Novartis’ Kymriah has just been approved by the US Food and Drug Administration (FDA) to treat patients with large B-cell lymphoma, the most common type of non-Hodgkin lymphoma, about seven months after the CAR-T therapy received its first approval from the regulator. Originally approved in late August of 2017 for use in patients with acute lymphoblastic leukemia (ALL), Novartis’ CAR-T therapy is now the only one in the US approved for two distinct indications.
“Today’s FDA approval of Kymriah provides another opportunity for Novartis to build on its leadership in CAR-T development, delivering a potentially transformative therapy with durable and sustained response rates and a well-characterized safety profile to help patients in dire need of new treatment options,” said Liz Barrett, CEO, Novartis Oncology. “We look forward to leveraging all of our learnings and new capabilities from the initial launch of Kymriah in pediatric and young adult B-cell ALL for this larger group of patients.”

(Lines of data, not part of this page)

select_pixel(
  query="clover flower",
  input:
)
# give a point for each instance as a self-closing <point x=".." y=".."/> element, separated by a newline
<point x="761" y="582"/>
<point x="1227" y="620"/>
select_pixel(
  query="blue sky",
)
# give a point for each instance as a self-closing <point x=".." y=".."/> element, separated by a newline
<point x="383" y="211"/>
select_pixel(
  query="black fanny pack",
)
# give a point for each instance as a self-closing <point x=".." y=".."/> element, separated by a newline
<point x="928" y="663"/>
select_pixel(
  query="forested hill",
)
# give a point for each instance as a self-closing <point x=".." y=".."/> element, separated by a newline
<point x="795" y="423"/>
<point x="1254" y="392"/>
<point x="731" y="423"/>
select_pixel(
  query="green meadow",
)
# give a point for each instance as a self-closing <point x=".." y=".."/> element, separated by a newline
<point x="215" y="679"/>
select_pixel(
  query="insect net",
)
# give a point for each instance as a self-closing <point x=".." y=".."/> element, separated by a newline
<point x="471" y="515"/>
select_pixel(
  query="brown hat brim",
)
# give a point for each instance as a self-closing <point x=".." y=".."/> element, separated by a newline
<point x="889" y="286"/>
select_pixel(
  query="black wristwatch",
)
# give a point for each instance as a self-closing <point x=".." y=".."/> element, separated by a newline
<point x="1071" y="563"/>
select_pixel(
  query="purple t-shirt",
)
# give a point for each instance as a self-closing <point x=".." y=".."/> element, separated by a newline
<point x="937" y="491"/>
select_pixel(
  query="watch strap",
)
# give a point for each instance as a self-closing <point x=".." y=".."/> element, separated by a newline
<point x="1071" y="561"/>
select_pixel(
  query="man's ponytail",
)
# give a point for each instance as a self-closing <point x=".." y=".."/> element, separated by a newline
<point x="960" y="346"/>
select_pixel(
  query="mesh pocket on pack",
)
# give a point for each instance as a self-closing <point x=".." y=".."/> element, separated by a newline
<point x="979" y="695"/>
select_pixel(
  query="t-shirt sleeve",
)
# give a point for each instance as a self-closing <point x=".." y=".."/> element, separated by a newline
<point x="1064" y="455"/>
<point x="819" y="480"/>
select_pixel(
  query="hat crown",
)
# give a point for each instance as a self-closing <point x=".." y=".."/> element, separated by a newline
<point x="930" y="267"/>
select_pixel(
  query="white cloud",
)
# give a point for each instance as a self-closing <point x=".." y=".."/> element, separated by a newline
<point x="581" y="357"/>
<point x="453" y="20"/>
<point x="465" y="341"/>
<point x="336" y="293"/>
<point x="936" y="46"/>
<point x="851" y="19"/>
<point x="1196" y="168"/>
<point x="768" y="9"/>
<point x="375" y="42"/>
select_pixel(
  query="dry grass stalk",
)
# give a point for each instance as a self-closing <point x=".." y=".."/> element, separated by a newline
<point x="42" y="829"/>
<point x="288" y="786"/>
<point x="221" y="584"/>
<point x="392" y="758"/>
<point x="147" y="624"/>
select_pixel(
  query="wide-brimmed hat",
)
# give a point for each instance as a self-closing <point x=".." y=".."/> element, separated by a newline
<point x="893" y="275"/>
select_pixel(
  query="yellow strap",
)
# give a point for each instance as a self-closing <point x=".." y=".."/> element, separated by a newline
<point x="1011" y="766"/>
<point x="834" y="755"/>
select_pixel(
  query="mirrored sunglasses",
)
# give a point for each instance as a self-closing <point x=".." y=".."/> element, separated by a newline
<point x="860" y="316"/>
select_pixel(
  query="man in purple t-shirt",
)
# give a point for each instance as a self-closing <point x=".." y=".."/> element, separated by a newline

As the most common form of non-Hodgkin lymphoma, diffuse large B-cell lymphoma (DLCBL) will affect over 74,000 individuals in the US in 2018 alone, according to the National Cancer Institute. The median life expectancy for patients with relapsed or refractory forms of the cancer type, who fail to respond to first-line therapies, is just six months.
The results of the Phase II JULIET clinical trial were used to support the FDA’s decision to approve this second indication for Kymriah. The study included over 100 patients in the treatment arm, who were recruited to participate at 27 sites across 10 countries.
The study investigators found that half of patients given Kymriah responded to the CAR-T therapy, with 32 percent of patients having a complete response. However, CAR-T therapies in general are not without their risks; 23 percent of patients in this trial experienced severe cytokine release syndrome, an adverse reaction that occurs when immune cells become activated and release inflammatory cytokines.
“The goal of Kymriah is to provide physicians with a therapy that has demonstrated durable response rates in relapsed or refractory DLBCL patients, a patient population that has endured multiple rounds of chemotherapy with many having experienced unsuccessful stem cell transplants,” said Dr. Stephen J. Schuster, the Robert and Margarita Louis-Dreyfus Professor in Chronic Lymphocytic Leukemia and Lymphoma Clinical Care and Research in Penn’s Perelman School of Medicine and director of the Lymphoma Program at the Abramson Cancer Center. “With this approval, physicians now have a meaningful therapeutic option that can achieve and maintain a sustained response without stem cell transplant along with a consistent safety profile.”
Originally developed by researchers at the University of Pennsylvania, Kymriah is a CAR-T therapy which uses a patient’s own T cells to create a personalized, targeted cancer therapy. Kymriah is priced at $475,000 for the single-dose therapy, and brought in $12 million in the first quarter of 2018.
Kite Pharma’s CAR-T immunotherapy Yescarta was the second drug in this class approved by the FDA in October of 2017. Just months before the approval, Kite was acquired by Gilead in a deal worth $11.9 billion.